All initiatives contained three basic strands; a criminal investigative process into each killing with full police powers through an independent Historical Investigation Unit (HIU), a truth recovery mechanism via an Independent Commission for Information Retrieval (ICIR), and a story telling archive element via an Oral History Archive (OHA). Importantly the HIU will examine linked thematic cases.
Generally those bereaved will in all likelihood engage the HIU first. Those looking for information and facts about the killing of a loved one might determine that for them the ICIR is the best route in providing the necessary information. It has always been the very clear understanding that this element of the agreement would not name individuals who approached them or who they approached for information through respective participants to the conflict.
This is no different a practice to any criminal justice process within these islands or any other democracy for that matter whereby an incident cannot be attributed to an individual if there is no evidence by which to hold that person to account within a court of law. It is basic human rights.
The reason why there are different strands is because there is no one size fits all. Some people just want information and others want fuller investigation and possible convictions; hence the HIU. Whilst in the main, participants to the conflict might prefer the ICIR process, the choice is for families. However, the ICIR would provide a form of organizational accountability, which is equally important for families.
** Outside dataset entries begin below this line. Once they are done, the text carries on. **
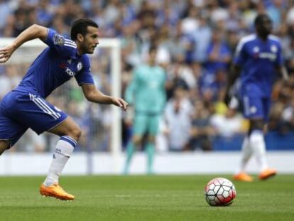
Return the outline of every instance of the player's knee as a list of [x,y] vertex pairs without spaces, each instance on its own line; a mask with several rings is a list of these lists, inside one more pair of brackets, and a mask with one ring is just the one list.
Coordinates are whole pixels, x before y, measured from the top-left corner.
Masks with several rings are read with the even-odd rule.
[[149,142],[149,143],[155,143],[155,136],[149,136],[148,137],[148,141]]
[[142,138],[139,136],[133,136],[133,142],[134,144],[135,144],[136,146],[138,146],[141,144],[141,142],[142,141]]
[[263,130],[264,122],[262,119],[254,119],[250,121],[250,131]]
[[75,141],[78,141],[82,136],[82,130],[80,127],[75,126],[70,130],[70,134],[68,135],[73,138]]

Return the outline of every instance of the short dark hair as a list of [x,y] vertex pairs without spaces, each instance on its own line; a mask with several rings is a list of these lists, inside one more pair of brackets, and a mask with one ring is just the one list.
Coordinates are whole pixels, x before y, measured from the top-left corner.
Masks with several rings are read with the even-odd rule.
[[256,26],[257,25],[260,24],[264,18],[269,18],[269,16],[266,14],[260,14],[257,15],[257,16],[254,19],[254,26]]
[[75,21],[72,26],[72,30],[70,31],[70,38],[72,40],[77,40],[78,33],[85,36],[87,33],[88,26],[98,28],[97,23],[90,19],[81,18]]
[[153,52],[156,52],[156,51],[157,51],[157,47],[155,45],[151,44],[151,45],[149,48],[149,50],[148,50],[149,54],[153,53]]

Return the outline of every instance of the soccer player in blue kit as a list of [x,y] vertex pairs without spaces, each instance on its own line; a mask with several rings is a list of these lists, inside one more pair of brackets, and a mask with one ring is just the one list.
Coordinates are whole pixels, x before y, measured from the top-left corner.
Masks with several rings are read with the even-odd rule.
[[244,114],[249,120],[249,129],[242,144],[241,166],[234,178],[247,182],[253,180],[245,172],[246,163],[253,153],[260,166],[260,180],[276,173],[275,169],[268,168],[263,127],[268,117],[275,75],[278,72],[284,80],[288,79],[280,41],[271,35],[273,24],[269,16],[258,15],[254,25],[256,33],[244,37],[237,45],[224,99],[229,107],[230,90],[239,77],[239,95]]
[[75,77],[87,100],[112,104],[124,110],[127,106],[121,98],[104,95],[94,84],[85,54],[93,53],[99,44],[97,24],[89,19],[77,20],[70,35],[71,40],[52,29],[33,25],[11,45],[0,49],[0,63],[4,63],[30,40],[40,38],[48,45],[31,64],[20,84],[0,104],[0,154],[13,146],[28,128],[38,134],[47,131],[60,136],[40,193],[67,200],[75,197],[59,185],[58,178],[81,136],[81,129],[71,117],[45,99],[56,87]]

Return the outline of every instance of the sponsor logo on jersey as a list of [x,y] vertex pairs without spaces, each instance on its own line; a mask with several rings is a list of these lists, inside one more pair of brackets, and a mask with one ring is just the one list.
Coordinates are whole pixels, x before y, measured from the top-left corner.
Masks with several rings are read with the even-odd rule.
[[63,45],[65,44],[65,37],[63,37],[62,36],[60,36],[58,33],[55,33],[53,36],[53,43],[55,45]]
[[250,113],[255,114],[257,112],[257,108],[255,106],[250,107]]
[[79,62],[77,65],[77,71],[80,71],[82,68],[82,64],[81,62]]
[[68,68],[67,67],[66,67],[66,70],[65,70],[65,72],[70,75],[70,77],[73,77],[75,75],[75,72],[74,72],[72,70],[71,70],[70,68]]
[[277,46],[271,45],[271,50],[272,53],[276,53],[278,51]]

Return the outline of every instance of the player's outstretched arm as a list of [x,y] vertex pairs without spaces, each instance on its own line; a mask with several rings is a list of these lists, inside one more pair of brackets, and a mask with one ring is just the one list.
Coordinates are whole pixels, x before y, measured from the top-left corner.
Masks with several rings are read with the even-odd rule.
[[82,88],[85,97],[90,102],[99,104],[114,104],[121,107],[124,110],[126,109],[128,103],[123,99],[105,95],[97,90],[94,85],[82,84]]
[[230,90],[234,85],[236,80],[239,77],[240,75],[240,70],[241,68],[239,65],[232,65],[228,77],[228,82],[227,85],[227,90],[226,90],[226,94],[224,96],[224,103],[229,106],[229,104],[231,101],[231,97],[232,95],[230,95]]
[[289,80],[289,75],[288,74],[287,69],[285,66],[279,66],[277,68],[278,72],[282,76],[283,80],[287,81]]
[[14,50],[25,42],[35,38],[40,38],[43,41],[45,41],[48,29],[45,27],[36,24],[28,27],[21,33],[11,44],[0,49],[0,63],[6,62]]

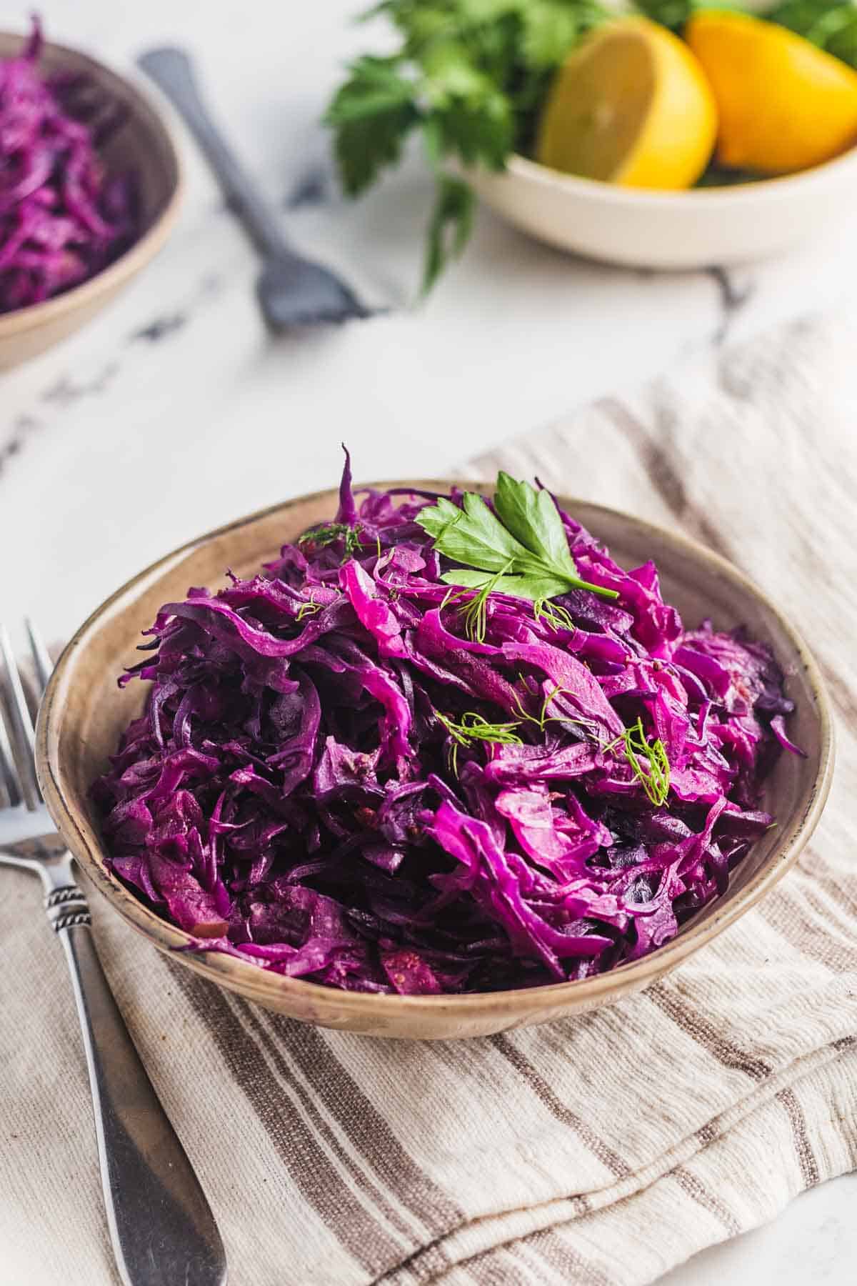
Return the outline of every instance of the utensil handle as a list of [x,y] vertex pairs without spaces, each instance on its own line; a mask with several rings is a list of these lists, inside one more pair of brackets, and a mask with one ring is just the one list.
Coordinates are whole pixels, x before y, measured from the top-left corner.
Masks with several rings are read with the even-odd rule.
[[290,256],[276,216],[242,167],[202,100],[190,58],[182,49],[149,49],[137,64],[163,90],[211,165],[229,208],[263,258]]
[[86,899],[72,883],[45,905],[72,975],[119,1277],[125,1286],[224,1286],[215,1217],[113,999]]

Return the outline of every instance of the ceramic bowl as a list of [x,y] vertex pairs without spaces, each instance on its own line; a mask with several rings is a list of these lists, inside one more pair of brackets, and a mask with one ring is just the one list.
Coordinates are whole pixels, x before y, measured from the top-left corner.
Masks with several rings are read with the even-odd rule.
[[479,197],[538,240],[633,267],[741,264],[817,237],[857,202],[857,149],[802,174],[729,188],[649,192],[511,157],[468,172]]
[[[21,53],[26,37],[0,32],[0,59]],[[51,73],[78,72],[110,102],[121,103],[126,120],[102,148],[112,170],[131,170],[140,189],[140,235],[109,267],[44,303],[0,314],[0,370],[44,352],[72,334],[145,267],[163,246],[181,199],[181,166],[170,126],[148,95],[108,67],[64,45],[45,44],[39,66]]]
[[[448,491],[454,484],[411,480],[396,485]],[[473,484],[466,485],[473,489]],[[144,700],[141,684],[119,692],[116,678],[125,665],[139,660],[135,647],[140,631],[162,603],[184,597],[190,585],[225,584],[226,567],[251,575],[284,541],[329,518],[337,503],[334,491],[290,500],[200,536],[162,558],[90,616],[50,680],[39,715],[36,747],[45,800],[80,865],[110,905],[154,946],[173,952],[173,959],[185,968],[305,1022],[375,1037],[478,1037],[592,1010],[639,992],[735,923],[785,874],[812,833],[833,770],[830,712],[812,655],[777,608],[723,558],[630,514],[564,499],[564,507],[606,541],[619,562],[639,566],[654,558],[664,597],[687,621],[711,616],[718,628],[745,624],[754,638],[773,647],[786,670],[788,689],[797,702],[790,734],[807,757],[780,756],[766,799],[777,826],[736,869],[729,891],[686,923],[672,943],[644,959],[599,977],[517,992],[451,997],[346,993],[267,974],[230,955],[176,950],[188,946],[188,935],[149,910],[107,869],[99,819],[87,793]]]

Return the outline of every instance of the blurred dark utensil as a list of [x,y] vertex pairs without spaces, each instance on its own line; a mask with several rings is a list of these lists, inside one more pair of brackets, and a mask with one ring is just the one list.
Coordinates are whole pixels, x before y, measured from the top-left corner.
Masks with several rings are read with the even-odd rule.
[[217,176],[229,208],[262,257],[256,294],[266,325],[271,331],[284,331],[373,316],[375,310],[361,303],[334,273],[303,258],[288,244],[275,212],[208,114],[188,54],[181,49],[150,49],[137,63],[177,108]]

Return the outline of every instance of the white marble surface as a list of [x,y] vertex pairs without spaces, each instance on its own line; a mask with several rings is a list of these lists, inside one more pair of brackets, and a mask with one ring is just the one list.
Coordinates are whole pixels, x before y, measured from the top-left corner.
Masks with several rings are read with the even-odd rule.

That is precisely why I recently put the question directly to George Hamilton at Féile An Phobail to publish the Stalker/Sampson and Stevens reports as a means to demonstrating goodwill, trust and confidence in the overall process of dealing with the past.
Take for example the Independent Commission for the Location of Victims Remains (ICLVR) that has been, and is, successfully working with former members of the IRA to locate the bodies of the disappeared. The ICIR is based on the exact same principle.
Of course there are genuine concerns around the modalities and timeframe of how, if a family exhausts the HIU element without a satisfactory outcome, they can then engage the ICIR. But the notion that any process would simply ‘name and shame’ individuals was never an option and nor should it be. We’ve had enough problems with innuendo and speculation by tabloid reporting, which is dangerous enough.
I would be more concerned that an agenda of those who want to keep a lid on their secrets has managed to parallel an agenda of salacious headlining and lazy journalism. We have constant complaint about calls for inquiries and when we near to the implementation of an agreed mechanism for all it’s a case of vicarious complaint about it. Clearly there are those who don’t want the past dealt with at all. An alternative view that properly interrogates and analyses detail often struggles for space in the era of controversial sound-bite. This is too important an issue.
The document revealed by Brian Rowan merits better contextual analysis.
No process is perfect; but this may be best chance for the greater number of families. Let’s not make the perfect the enemy of the good and of what is possible.
3 Comments
Ignore Bryson, he hasn’t seen any of the conflict with being in DDee as well as being born in 90 nor did he have anyone close to him murdered. Ignore him about Robinson, someone in the DUP is obviously feeding him info and he knows just as much as the politicians do. Wouldn’t be surprised if Robinson himself is the leak. So don’t be surprised if he is called, if its only to be asked to confirm his name what he knows which is already known. Only reason its big news to some is that this wasn’t in the public domain!
So was the rumour about Loughgall untrue ?
Terrorists shouldn’t come under the NI memorial fund, its a disgrace that they’re trying to get them on the same platform as my dad and other victims. If we were in Africa, the British and Irish governments would have slaughtered both Loyalist and Republican terrorists.